Question

A random sample of 29 lunch customers was taken at a restaurant The average amount of time the customers in the sample stayed in the restaurant was 45 minutes with a standard deviation of 14 minutes.

a) Compute the standard error of the mean?

b) Construct a 68% confidence interval for the true average amount of time customers spent in the restaurant?

c) Construct a 90% confidence interval for the true average amount of time customers spent in the restaurant?

d) Discuss why the answers in parts (a) and (b) are different?

e) With a .95 probability, how large of a sample would have to be taken to provide a margin of error of 3 minutes or less?

Answer 1

Given that,

Sample size (n) = 29

Sample mean (Xbar) = 45 minutes

Standard deviation (sd) = 14 minutes.

a) Compute the standard error of the mean?

Standard error of the mean = sd / sqrt(n) = 14 / sqrt(29) = 2.60

b) Construct a 68% confidence interval for the true average amount of time customers spent in the restaurant?

Here sample size is < 30 so we use one sample t-interval.

We can find one sample t-interval in ti-83 calculator.

steps :

STAT --> TESTS --> 8:TInterval --> ENTER --> STATS --> ENTER --> Input all the values --> C-level : 0.68 --> Calculate --> ENTER

68% confidence interval for population mean is (42.368, 47.632)

c) Construct a 90% confidence interval for the true average amount of time customers spent in the restaurant?

Here again we have to find confidence interval with C-level = 0.90

90% confidence interval for population mean is (40.578, 49.422)

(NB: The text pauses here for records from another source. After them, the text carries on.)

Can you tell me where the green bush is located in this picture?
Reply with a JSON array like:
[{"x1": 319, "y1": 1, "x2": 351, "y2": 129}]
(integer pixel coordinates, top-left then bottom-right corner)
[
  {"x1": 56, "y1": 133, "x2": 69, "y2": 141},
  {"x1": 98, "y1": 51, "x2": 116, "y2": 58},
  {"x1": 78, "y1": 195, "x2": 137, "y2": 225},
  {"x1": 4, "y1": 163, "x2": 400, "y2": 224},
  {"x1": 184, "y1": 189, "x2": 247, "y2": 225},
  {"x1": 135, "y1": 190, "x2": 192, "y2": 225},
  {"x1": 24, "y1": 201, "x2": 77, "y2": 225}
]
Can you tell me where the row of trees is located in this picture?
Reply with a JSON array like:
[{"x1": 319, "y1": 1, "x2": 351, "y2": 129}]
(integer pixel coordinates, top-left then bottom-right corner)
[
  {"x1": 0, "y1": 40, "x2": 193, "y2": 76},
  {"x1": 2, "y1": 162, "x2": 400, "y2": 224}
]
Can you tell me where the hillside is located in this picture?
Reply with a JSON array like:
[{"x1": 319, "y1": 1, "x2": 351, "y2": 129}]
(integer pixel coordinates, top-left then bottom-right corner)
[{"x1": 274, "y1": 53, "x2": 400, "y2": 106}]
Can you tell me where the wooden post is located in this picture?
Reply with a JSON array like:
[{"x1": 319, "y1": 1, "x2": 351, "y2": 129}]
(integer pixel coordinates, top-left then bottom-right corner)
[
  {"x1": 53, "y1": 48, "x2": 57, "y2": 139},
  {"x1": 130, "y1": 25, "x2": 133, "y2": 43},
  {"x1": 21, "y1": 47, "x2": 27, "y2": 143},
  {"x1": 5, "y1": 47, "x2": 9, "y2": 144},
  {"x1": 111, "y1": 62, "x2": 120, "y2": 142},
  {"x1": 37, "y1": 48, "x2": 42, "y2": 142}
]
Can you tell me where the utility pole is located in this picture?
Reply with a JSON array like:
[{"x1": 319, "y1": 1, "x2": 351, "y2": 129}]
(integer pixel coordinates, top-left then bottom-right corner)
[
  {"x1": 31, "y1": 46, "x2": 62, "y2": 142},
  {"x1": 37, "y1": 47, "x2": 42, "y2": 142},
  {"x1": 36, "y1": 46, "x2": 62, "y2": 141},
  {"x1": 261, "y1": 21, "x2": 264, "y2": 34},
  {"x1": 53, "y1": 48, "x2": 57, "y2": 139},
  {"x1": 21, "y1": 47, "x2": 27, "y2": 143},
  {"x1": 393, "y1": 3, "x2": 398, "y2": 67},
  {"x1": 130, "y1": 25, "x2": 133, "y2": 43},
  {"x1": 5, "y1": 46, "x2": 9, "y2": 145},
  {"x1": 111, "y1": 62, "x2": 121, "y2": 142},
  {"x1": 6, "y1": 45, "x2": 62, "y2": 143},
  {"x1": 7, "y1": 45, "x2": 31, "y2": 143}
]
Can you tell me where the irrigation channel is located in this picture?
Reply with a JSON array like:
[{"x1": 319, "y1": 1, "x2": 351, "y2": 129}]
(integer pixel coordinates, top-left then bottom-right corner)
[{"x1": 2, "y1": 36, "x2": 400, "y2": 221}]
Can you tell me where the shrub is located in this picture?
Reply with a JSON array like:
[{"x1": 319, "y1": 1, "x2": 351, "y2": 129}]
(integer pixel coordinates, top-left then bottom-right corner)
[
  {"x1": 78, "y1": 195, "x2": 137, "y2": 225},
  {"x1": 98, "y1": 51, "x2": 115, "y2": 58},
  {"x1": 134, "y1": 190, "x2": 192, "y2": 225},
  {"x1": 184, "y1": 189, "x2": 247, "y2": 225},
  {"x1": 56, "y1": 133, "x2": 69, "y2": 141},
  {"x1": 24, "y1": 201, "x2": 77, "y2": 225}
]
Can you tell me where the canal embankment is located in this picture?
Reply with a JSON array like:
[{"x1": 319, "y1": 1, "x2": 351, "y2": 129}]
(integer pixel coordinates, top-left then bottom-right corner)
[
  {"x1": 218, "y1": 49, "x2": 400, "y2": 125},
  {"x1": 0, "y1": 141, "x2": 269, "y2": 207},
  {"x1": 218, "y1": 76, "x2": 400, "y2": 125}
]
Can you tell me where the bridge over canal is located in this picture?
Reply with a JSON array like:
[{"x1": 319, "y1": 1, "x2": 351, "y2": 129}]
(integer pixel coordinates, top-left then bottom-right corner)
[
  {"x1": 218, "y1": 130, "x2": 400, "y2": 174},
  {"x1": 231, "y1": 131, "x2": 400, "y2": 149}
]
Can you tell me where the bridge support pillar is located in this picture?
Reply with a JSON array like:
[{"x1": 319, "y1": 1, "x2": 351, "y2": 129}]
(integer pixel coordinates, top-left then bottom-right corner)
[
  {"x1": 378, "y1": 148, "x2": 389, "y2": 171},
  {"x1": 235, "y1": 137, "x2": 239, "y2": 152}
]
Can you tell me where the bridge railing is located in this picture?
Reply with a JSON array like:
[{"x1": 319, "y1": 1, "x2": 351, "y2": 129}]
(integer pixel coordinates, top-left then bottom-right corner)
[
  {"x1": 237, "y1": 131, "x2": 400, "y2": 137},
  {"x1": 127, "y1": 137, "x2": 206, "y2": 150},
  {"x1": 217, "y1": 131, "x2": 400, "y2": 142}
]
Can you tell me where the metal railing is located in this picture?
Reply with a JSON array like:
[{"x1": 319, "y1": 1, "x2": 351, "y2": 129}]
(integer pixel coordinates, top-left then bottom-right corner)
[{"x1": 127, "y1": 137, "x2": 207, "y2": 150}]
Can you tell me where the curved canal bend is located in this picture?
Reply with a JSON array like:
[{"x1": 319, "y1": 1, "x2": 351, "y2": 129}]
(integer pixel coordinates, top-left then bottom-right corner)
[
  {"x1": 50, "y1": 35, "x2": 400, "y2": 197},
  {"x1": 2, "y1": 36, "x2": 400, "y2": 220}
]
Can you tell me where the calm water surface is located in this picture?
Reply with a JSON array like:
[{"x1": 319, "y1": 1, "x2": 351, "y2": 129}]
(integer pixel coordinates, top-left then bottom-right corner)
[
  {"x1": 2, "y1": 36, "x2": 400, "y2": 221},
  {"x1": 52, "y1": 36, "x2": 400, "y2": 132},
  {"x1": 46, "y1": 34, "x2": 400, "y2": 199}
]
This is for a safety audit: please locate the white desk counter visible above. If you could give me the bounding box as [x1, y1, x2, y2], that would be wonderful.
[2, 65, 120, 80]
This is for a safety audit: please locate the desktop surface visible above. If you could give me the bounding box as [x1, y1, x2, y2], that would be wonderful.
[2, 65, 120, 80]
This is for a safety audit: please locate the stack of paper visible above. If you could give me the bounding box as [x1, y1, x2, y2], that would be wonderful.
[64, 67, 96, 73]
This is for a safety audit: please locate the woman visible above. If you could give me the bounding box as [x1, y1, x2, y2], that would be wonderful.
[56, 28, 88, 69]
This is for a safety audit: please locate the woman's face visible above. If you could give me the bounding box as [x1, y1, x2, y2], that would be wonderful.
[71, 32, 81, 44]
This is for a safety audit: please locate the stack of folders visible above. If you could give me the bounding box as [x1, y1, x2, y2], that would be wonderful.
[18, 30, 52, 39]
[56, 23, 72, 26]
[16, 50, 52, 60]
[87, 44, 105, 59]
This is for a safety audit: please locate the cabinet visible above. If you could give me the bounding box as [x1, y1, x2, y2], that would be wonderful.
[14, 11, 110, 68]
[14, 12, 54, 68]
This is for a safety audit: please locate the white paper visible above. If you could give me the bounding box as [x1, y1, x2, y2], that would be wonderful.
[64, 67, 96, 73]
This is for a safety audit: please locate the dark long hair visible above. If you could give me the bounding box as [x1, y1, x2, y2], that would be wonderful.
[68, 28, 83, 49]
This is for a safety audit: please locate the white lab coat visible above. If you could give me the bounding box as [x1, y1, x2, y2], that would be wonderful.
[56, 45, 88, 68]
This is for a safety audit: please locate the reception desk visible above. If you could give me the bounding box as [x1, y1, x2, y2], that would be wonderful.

d) Discuss why the answers in parts (a) and (b) are different?

Two confidence intervals are different because confidence level different.

e) With a .95 probability, how large of a sample would have to be taken to provide a margin of error of 3 minutes or less?

The formula for sample size is,

n = [ (Zc*sd) / E]²

With 95% confidence level Zc = 1.96 - ---- By using statistical table

n = [ (1.96*14) / 3 ]² = 83.66 which is approximately equal to 84.